ARM-software / armnn

Arm NN ML Software. The code here is a read-only mirror of https://review.mlplatform.org/admin/repos/ml/armnn
https://developer.arm.com/products/processors/machine-learning/arm-nn
MIT License
1.14k stars 307 forks source link

Unsupported Operation "Transpose" in armNN::OnnxParser while loading the onnx model file (in the goal to run inference) #763

Closed pandianAK closed 6 days ago

pandianAK commented 3 months ago

Hi, There are two operators which are main concern that I am raising as an issue here. "Transpose" and "ConvTranspose". Currently I am using an Onnx file to parse the input,output and inner layers. However these two operators are not present in the source code and hence I think, they are not supported. I have attached the error and the snapshot of the model here.

""" terminate called after throwing an instance of 'armnn::ParseException' what(): Unsupported operation Transpose for node 'batch_normalization_5/FusedBatchNorm__60' at function LoadGraph

src/armnnOnnxParser/OnnxParser.cpp:1076] [1] 155966 abort (core dumped) ./aa.out """ error

catcor01 commented 3 months ago

Hello,

Your issue is similar to the following one: https://github.com/ARM-software/armnn/issues/761.

Transpose and ConvTanspose support has not been added to the ONNX parser. The work to add this support is on our radar but has not been prioritized in the near future.

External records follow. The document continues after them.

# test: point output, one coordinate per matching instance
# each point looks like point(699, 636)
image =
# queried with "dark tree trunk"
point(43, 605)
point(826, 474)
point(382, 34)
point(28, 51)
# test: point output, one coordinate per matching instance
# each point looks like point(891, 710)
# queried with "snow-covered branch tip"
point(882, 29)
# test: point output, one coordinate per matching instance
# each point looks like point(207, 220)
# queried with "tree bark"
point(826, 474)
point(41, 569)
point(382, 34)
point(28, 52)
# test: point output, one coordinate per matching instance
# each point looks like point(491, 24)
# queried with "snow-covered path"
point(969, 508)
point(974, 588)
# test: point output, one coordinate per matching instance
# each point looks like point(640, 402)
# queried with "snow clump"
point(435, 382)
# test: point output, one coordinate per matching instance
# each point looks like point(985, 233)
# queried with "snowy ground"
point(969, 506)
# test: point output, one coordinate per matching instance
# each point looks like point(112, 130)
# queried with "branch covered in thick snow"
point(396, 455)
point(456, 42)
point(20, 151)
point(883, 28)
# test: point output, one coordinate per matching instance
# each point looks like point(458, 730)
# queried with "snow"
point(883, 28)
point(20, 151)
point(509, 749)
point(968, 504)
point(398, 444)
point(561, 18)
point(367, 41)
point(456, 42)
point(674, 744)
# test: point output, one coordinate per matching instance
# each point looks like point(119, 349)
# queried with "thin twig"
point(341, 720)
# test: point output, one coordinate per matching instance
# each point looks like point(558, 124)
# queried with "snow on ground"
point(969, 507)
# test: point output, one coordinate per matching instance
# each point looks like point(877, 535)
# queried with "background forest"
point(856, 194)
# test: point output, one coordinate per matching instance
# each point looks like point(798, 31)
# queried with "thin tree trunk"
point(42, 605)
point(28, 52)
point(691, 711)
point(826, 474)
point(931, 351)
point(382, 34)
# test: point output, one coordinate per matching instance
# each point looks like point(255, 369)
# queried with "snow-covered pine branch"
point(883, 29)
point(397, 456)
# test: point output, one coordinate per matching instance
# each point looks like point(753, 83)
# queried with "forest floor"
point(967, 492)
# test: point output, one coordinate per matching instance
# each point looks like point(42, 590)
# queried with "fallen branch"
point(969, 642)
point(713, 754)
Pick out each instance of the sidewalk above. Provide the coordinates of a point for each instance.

I can make 2 suggestions to get things running on your side:

Kind Regards, Cathal.

catcor01 commented 3 months ago

Hello again,

I just wanted to suggest you can use ONNX runtime with ACL as an option to accelerate your model also. See here: https://onnxruntime.ai/docs/execution-providers/community-maintained/ACL-ExecutionProvider.html.

Kind Regards, Cathal.

pandianAK commented 2 months ago

Thankyou for confirming the issue. I have tried converting onnx to tflite. I am facing issues with the onnx_tf library as it depends on older versions of tensorFlow and tensorFlow-addons. https://stackoverflow.com/questions/53182177/how-do-you-convert-a-onnx-to-tflite Would you recommend any other way.

I believe the contribution of adding "Transpose" to OnnxParser would take some time.

pandianAK commented 2 months ago

Hi, I have tried ONNX Runtime with ArmNN using "ExecutionProviderArmNN" api. I believe it is done through bazel and has to be built from source. Would there be any precompiled binary/library available as a part of OnnxRuntime release, which has the support for armnn(so that it has api could be linked from the header-- "OrtSessionOptionsAppendExecutionProvider_ACL" or "OrtSessionOptionsAppendExecutionProvider_ArmNN").

Thanks Pandian AK

Colm-in-Arm commented 2 months ago

Hello Pandian AK,

There is no publicly available prebuilt binary for ONNX Runtime package that includes the ACL EP.

Just to be clear it is the ACL execution provider you should be trying. There is an older Arm NN execution provider but it's probably too old for your purposes.

Colm.

pandianAK commented 2 months ago

Hi Thanks for the info so far and suggesting the ExecutionProvider using ACL. I believe the options are not much configurable in that case.

And I would need an info on one of the configurations in ArmNN standalone itself. In case of the backend options, if I use "CpuAcc", what are all the available optimize options, to enhance inference time. An example : armnn::OptimizerOptions optimizerOptions; optimizerOptions.m_OptimizeForFastMath = true; // Enable FastMath optimizerOptions.m_ReduceFp32ToFp16 = true; // Enable FP16 armnn::IOptimizedNetworkPtr optimizedNetwork = armnn::Optimize(*network, {armnn::Compute::CpuAcc}, optimizerOptions);

//Then the code for loadNetwork and EnqueueWorkload

Would you be advising to create dynamic backends, for the inner layers.(any example)

Thanks

pandianAK commented 2 months ago

Hi, As per the previous comment, I was able to write "Transpose" API work by comparing it with the TFLiteParser. Will definitely add a contribution(PR) here if it is allowed, once it passes all Unit tests.

However, I don't see any improvement in time and would still need on utilizing ArmNN and run my model with very less inference time. I was able to get backend options for CpuAcc from this URL: https://arm-software.github.io/armnn/latest/runtimeoptions.html

Incase of GpuAcc, Could you please provide all the options available and how to configure to get the fastest time. Here are the some of the options I could find. Pls add more, if there is any. 1) OpenCL tuning..(with tuning file) 2) FP16 and running 2FP16 instructions in 1FP32 cycle.. (Not sure how to enable this) 3) Specify thread options. 4) Any other cache based options.

I am not sure how to specify these options in the ArmNN for the GpuAcc backend. Please specify if there is more to this option.

Thanks Pandian AK

Colm-in-Arm commented 2 months ago

Hello,

The GpuAcc tuning parameters are described here. These are also available through various command line options in ExecuteNetwork.

Colm.